For instance, suppose we have these tokens: tokens = ["[CLS]", "Al", "##bert", "Ein", "##stein", ...] The mask would be mask = [0, 1, 0, 1, 0, ...] which is incompatible with the CRF package. So we have index the sequence using the mask and pass only ["Al", "Ein", ...] to CRF.

The mask is different for each sequence of the batch and have different lengths (sum of 1's), so this masking is not trivial to do without an explicit for loop.

fabiocapsouza avatar Nov 27 '21 19:11 fabiocapsouza

Hi @lkqnaruto ,

By interleaved zeros and ones, I meant a mask like [0, 1, 0, 1, 1, 0, 0, 0, 1, ...] instead of [1, 1, 1, 1, 0, 0, 0]. Because we are using WordPiece that is subword tokenization, all word continuation tokens (that start with ##) do not have an associated tag prediction for NER task, otherwise words that are tokenized into 2+ tokens would have multiple predictions.

For instance, suppose we have these tokens: tokens = ["[CLS]", "Al", "##bert", "Ein", "##stein", ...] The mask would be mask = [0, 1, 0, 1, 0, ...] which is incompatible with the CRF package. So we have index the sequence using the mask and pass only ["Al", "Ein", ...] to CRF.

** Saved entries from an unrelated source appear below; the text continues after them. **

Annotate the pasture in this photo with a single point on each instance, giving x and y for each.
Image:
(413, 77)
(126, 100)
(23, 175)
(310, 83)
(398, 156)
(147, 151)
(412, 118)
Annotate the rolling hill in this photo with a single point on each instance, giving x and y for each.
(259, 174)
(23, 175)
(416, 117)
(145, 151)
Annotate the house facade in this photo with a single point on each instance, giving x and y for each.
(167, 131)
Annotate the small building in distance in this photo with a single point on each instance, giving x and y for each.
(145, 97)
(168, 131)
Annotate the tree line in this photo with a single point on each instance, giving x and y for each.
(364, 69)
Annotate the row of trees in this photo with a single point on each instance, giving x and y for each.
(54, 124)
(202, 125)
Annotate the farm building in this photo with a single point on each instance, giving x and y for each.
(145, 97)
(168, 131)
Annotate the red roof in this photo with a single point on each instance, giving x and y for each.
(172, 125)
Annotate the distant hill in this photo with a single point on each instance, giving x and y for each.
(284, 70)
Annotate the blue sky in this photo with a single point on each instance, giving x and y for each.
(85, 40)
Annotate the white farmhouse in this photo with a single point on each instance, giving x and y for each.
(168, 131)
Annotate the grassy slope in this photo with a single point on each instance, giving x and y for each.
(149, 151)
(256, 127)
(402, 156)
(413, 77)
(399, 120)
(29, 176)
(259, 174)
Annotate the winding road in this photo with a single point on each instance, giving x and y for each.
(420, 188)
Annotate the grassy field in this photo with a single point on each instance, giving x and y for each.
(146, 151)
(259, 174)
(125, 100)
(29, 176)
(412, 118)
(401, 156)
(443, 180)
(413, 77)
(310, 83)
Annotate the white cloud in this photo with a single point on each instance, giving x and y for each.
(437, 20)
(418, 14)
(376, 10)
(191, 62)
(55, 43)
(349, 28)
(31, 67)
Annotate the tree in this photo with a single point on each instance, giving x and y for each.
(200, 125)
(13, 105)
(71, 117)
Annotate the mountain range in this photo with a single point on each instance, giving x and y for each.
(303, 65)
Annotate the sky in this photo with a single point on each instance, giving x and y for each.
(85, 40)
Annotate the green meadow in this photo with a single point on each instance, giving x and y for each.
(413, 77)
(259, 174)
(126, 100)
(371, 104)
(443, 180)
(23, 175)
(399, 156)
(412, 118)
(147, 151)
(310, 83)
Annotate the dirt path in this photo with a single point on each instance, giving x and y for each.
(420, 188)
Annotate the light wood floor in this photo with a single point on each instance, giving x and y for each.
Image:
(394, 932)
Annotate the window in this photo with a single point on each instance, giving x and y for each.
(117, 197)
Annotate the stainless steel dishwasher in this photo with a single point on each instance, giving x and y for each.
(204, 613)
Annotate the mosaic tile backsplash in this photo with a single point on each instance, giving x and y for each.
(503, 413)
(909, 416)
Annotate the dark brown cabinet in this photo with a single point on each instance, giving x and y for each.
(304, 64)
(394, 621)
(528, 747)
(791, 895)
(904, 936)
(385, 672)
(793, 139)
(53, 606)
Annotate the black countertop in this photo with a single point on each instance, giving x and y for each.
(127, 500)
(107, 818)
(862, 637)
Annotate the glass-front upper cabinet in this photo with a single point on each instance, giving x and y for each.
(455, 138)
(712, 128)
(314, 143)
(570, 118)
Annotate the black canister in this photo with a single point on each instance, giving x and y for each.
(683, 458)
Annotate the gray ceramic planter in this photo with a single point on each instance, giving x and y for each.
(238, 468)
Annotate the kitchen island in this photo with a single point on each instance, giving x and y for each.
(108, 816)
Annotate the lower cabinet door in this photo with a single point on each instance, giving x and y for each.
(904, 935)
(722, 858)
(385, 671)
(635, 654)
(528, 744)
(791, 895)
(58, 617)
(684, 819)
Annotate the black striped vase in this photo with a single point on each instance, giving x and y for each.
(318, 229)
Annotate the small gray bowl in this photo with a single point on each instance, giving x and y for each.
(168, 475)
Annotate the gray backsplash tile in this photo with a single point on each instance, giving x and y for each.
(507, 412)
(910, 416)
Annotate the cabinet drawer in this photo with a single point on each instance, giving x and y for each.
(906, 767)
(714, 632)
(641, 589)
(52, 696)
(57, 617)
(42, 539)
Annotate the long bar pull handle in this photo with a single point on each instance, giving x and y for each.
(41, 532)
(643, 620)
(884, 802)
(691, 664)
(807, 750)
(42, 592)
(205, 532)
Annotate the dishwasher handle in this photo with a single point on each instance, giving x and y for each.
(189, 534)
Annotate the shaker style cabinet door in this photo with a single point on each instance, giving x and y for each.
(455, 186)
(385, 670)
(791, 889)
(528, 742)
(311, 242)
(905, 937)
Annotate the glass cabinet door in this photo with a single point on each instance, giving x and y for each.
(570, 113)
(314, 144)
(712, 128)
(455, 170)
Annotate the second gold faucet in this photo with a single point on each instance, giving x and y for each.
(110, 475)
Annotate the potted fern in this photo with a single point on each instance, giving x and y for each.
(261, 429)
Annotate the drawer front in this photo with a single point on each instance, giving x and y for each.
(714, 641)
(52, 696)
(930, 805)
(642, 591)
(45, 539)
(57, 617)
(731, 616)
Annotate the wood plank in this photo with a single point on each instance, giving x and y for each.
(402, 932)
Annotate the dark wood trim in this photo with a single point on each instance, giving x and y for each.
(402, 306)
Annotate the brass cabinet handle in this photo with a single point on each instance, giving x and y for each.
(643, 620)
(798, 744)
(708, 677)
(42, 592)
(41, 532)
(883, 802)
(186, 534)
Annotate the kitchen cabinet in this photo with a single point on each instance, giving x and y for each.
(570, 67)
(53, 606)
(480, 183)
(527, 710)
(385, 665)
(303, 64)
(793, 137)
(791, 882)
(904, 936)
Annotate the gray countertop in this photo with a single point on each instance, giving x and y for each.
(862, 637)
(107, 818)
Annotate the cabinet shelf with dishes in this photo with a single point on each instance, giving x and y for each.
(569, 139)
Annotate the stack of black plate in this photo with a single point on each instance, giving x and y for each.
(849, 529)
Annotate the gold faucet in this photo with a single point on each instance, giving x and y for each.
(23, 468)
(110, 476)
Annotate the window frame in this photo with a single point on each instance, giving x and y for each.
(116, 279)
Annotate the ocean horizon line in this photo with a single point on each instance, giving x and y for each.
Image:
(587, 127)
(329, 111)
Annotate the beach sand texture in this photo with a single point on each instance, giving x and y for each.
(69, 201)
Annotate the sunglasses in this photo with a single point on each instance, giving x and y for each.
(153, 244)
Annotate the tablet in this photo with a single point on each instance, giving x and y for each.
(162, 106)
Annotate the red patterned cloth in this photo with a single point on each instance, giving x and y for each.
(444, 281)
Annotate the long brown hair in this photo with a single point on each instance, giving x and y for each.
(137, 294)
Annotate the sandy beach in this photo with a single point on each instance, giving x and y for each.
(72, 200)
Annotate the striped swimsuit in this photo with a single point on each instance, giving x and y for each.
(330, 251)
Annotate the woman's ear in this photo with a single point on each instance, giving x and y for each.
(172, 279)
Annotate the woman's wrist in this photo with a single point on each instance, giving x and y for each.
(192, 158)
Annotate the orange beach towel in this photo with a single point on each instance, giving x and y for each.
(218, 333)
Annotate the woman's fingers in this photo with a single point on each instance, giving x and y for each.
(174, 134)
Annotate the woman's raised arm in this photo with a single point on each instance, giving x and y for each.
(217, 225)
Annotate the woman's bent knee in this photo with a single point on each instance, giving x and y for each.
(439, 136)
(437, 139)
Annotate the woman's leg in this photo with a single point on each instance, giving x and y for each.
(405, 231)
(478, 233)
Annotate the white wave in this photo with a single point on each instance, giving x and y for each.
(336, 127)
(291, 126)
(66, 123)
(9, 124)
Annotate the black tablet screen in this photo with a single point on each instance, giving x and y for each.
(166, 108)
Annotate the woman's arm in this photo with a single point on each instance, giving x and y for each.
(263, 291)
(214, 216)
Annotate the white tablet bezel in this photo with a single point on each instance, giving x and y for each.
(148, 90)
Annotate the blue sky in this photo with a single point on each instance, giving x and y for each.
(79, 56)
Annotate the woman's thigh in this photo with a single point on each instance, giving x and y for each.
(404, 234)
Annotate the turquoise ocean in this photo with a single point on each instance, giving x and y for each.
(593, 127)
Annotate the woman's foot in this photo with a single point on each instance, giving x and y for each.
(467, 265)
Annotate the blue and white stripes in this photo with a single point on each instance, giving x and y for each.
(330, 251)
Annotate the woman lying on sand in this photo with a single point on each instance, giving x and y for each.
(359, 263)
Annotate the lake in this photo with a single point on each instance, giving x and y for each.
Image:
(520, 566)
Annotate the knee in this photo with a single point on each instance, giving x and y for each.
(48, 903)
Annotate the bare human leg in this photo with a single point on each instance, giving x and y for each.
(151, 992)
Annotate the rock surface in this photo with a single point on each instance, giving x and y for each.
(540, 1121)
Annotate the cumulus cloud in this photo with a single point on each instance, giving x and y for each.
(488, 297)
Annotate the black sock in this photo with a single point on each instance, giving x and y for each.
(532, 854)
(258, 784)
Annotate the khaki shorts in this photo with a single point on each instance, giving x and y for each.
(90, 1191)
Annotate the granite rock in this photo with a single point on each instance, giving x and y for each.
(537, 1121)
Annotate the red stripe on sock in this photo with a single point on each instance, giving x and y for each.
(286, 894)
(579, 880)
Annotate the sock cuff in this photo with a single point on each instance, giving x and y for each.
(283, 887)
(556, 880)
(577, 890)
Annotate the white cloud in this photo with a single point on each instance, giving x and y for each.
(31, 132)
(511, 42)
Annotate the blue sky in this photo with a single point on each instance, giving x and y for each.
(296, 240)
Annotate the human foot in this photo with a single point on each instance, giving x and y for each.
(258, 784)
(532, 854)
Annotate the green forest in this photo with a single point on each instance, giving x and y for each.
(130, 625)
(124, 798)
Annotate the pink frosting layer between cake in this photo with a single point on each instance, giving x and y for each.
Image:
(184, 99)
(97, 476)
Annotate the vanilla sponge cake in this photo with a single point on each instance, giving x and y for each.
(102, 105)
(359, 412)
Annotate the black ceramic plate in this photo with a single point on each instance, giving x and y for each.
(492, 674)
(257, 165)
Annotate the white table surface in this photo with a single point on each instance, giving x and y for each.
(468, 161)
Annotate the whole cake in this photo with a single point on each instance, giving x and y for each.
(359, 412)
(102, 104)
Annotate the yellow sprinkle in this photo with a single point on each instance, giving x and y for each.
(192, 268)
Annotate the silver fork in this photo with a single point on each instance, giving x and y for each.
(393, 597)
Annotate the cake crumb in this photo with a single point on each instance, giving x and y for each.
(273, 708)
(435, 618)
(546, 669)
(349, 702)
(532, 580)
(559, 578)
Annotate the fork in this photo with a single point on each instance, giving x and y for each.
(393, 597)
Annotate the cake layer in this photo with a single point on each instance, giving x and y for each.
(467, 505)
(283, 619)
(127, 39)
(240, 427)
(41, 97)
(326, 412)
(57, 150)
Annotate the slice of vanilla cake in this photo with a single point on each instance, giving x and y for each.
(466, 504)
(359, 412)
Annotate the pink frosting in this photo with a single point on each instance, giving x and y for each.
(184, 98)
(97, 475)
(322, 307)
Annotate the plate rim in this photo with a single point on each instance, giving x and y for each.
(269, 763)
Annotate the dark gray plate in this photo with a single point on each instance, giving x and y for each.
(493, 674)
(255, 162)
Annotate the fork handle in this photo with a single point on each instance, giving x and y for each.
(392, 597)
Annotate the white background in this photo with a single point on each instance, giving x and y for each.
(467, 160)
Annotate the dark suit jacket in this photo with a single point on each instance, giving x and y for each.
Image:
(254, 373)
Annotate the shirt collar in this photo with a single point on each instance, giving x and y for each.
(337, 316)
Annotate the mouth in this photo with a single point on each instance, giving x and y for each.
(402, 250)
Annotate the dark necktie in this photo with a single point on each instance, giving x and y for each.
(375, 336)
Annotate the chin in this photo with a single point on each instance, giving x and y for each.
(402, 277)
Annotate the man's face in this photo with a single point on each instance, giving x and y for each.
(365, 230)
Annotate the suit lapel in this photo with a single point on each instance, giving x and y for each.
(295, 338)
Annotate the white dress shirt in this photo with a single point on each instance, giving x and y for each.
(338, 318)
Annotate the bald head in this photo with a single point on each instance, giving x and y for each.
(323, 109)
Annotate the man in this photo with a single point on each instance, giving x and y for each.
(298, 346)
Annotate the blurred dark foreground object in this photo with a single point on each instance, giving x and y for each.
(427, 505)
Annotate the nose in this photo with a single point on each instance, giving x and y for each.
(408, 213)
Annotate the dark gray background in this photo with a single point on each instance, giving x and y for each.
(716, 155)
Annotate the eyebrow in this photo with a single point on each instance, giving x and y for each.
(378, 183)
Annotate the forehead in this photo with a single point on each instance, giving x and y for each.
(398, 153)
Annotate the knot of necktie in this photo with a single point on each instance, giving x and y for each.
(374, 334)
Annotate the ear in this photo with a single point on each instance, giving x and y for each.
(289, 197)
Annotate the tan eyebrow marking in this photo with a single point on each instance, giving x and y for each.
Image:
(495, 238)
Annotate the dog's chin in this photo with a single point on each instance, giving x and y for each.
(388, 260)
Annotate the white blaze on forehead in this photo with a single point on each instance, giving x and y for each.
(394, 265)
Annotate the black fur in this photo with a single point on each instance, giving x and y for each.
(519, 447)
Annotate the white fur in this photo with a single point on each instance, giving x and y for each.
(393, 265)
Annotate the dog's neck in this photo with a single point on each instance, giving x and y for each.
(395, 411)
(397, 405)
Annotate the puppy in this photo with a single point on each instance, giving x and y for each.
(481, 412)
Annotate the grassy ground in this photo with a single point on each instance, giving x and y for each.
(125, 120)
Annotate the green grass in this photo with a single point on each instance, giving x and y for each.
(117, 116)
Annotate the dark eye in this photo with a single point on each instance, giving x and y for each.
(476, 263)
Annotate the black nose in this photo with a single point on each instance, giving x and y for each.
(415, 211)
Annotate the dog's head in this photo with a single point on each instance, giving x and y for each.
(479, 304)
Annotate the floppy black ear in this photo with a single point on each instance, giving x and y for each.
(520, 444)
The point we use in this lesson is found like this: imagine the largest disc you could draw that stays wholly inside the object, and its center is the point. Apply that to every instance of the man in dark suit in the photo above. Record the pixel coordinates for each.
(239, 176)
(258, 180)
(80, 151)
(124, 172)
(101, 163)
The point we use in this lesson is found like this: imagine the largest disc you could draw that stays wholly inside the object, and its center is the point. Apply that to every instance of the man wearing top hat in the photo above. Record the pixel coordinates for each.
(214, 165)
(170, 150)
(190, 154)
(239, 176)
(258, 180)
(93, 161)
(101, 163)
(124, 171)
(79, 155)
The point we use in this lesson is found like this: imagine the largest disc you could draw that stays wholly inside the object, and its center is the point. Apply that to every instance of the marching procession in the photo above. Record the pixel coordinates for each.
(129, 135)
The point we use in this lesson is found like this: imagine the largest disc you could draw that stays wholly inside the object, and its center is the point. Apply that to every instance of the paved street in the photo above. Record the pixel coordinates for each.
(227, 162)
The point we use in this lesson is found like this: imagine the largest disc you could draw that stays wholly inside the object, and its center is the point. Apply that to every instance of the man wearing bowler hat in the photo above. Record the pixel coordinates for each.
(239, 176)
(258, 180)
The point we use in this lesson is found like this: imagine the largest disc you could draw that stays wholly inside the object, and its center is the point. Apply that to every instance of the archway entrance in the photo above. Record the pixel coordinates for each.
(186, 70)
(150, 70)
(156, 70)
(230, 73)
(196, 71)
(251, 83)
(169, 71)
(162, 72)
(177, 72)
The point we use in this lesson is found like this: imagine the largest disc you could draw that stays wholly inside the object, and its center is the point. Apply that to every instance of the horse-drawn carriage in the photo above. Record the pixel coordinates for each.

The mask is different for each sequence of the batch and have different lengths (sum of 1's), so this masking is not trivial to do without an explicit for loop.

Thank you for the reply, a follow up question: Why we have to loop through each batch before crf? I think crf package can handle batch-wise calculation.

lkqnaruto avatar Nov 29 '21 03:11 lkqnaruto

Hi @fabiocapsouza,

I'm experimenting with different ways of subword handling for CRF layer. Why have you chosen to just take first subtoken? Wouldn't some sort of pooling of subword representations work better?

I would greatly appreciate if you could share your thoughts on the matter!

ViktorooReps avatar Dec 10 '21 13:12 ViktorooReps

Hi @ViktorooReps , I used the first subtoken because it is the way BERT does it for NER, so it is the simplest way to add CRF on top of it. Yeah, maybe some sort of pooling could be better, even though subword representations are already contextual. It would be a nice experiment.